Rules of engagement

The objectives of collaborative engineering are often foiled by problems with data sharing. Charles Clarke and Ken Steel offer some timely advice.

The objectives of collaborative engineering are often foiled by problems with data sharing.

Indeed, the only 100 per cent reliable data translation method is when collaborating teams use the same version of the same CAD system running on the same hardware or hardware platform.

For instance, UNIX and Windows models produced by the same software are not necessarily exactly the same, and although interoperability is improving, data translation is still often much more successful in UNIX.

If large databases are to be shared between Windows and UNIX installations, common tape archive formats are often a problem. And, if a dedicated line isn’t available, transferring a large evolving database between remote sites often involves creating and mailing huge piles of CDs.

The familiarity of theWindows interface lulls new users into a false sense of security – just because it looks like other Windows applications doesn’t mean it’s easy to use. And understanding the modelling philosophy of a new system is not necessarily helped by the familiarity of the interface.
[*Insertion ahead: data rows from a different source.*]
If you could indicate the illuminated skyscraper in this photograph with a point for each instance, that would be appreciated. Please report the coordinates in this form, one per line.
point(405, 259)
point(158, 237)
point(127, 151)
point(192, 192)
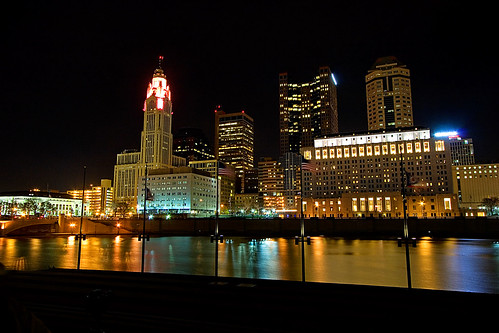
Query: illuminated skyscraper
point(388, 94)
point(234, 141)
point(156, 142)
point(306, 110)
point(191, 143)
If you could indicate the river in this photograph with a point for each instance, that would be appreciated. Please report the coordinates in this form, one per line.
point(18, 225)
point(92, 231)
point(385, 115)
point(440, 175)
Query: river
point(470, 265)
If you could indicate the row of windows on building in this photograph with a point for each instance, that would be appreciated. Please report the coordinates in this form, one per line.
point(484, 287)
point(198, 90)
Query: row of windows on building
point(376, 150)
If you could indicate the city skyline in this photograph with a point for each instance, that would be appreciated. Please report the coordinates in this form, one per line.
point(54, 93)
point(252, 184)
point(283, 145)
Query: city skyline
point(73, 89)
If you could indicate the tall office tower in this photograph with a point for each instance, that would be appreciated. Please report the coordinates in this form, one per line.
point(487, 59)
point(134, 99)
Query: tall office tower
point(157, 139)
point(306, 110)
point(192, 144)
point(461, 150)
point(388, 94)
point(270, 183)
point(156, 142)
point(234, 142)
point(291, 167)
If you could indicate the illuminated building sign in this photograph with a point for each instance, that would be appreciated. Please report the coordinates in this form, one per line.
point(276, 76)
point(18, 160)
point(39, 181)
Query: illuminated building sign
point(446, 134)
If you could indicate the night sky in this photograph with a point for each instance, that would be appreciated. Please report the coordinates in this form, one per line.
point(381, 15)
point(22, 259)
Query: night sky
point(74, 77)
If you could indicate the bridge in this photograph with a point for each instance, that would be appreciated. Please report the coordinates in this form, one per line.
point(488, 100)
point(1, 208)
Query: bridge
point(61, 225)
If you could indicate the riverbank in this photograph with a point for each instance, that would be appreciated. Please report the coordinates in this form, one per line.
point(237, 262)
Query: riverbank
point(460, 227)
point(76, 301)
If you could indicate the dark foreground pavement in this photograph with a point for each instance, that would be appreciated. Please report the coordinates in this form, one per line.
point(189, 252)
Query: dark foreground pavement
point(101, 301)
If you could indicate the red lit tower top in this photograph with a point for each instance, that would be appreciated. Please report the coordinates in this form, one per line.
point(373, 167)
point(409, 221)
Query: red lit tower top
point(158, 91)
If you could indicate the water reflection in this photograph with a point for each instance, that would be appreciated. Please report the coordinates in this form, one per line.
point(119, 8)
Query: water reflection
point(452, 264)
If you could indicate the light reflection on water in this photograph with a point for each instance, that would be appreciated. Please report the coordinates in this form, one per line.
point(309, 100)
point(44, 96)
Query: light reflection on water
point(451, 264)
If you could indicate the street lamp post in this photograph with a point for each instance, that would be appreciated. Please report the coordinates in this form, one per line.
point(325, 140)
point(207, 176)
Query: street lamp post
point(80, 237)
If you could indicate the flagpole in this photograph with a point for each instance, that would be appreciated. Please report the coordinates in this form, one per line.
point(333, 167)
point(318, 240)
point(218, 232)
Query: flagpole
point(81, 218)
point(216, 223)
point(144, 222)
point(302, 227)
point(406, 227)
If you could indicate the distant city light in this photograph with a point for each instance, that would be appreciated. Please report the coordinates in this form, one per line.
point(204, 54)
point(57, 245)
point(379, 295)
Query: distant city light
point(334, 79)
point(444, 134)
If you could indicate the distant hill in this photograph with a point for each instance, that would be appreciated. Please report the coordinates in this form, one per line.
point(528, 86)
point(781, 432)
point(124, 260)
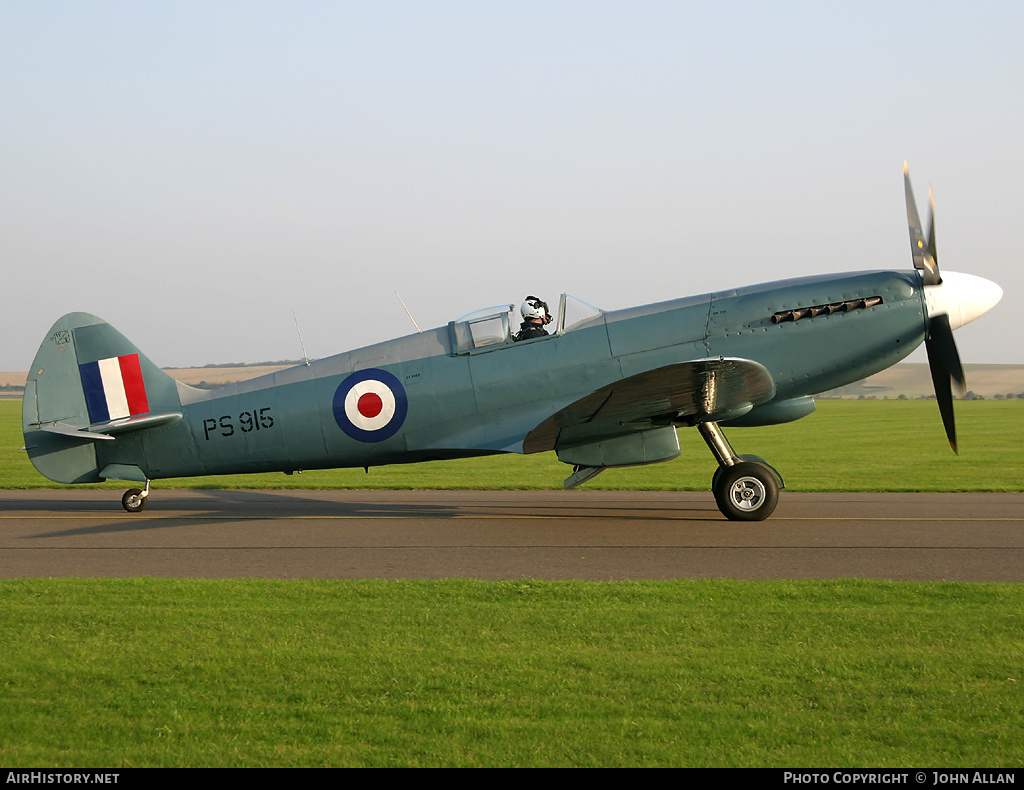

Knowing your way around a mid-range solid modeller neither makes you a good designer nor means that your models will be useful or usable by someone else. So good modelling practice is crucial for successful collaboration.

However, the success of ‘sketching in 3D’ is subjective and depends on the designer’s experience and skill sets. Often, sketching final solutions directly on to CAD is a disaster.

Good design practice continues to include simplifying 3D issues, by cutting 2D sections and trying out ‘what-if’ solutions on full-size plots, before committing to modelling in 3D.

If you’re not clear what you are trying to achieve, repetitive actions of similar modelling tools can clog up model files, make them too big or unusable.Model structures and history trees need to be simple andobvious if your models are going to be useful to someone else and be easy to navigate around.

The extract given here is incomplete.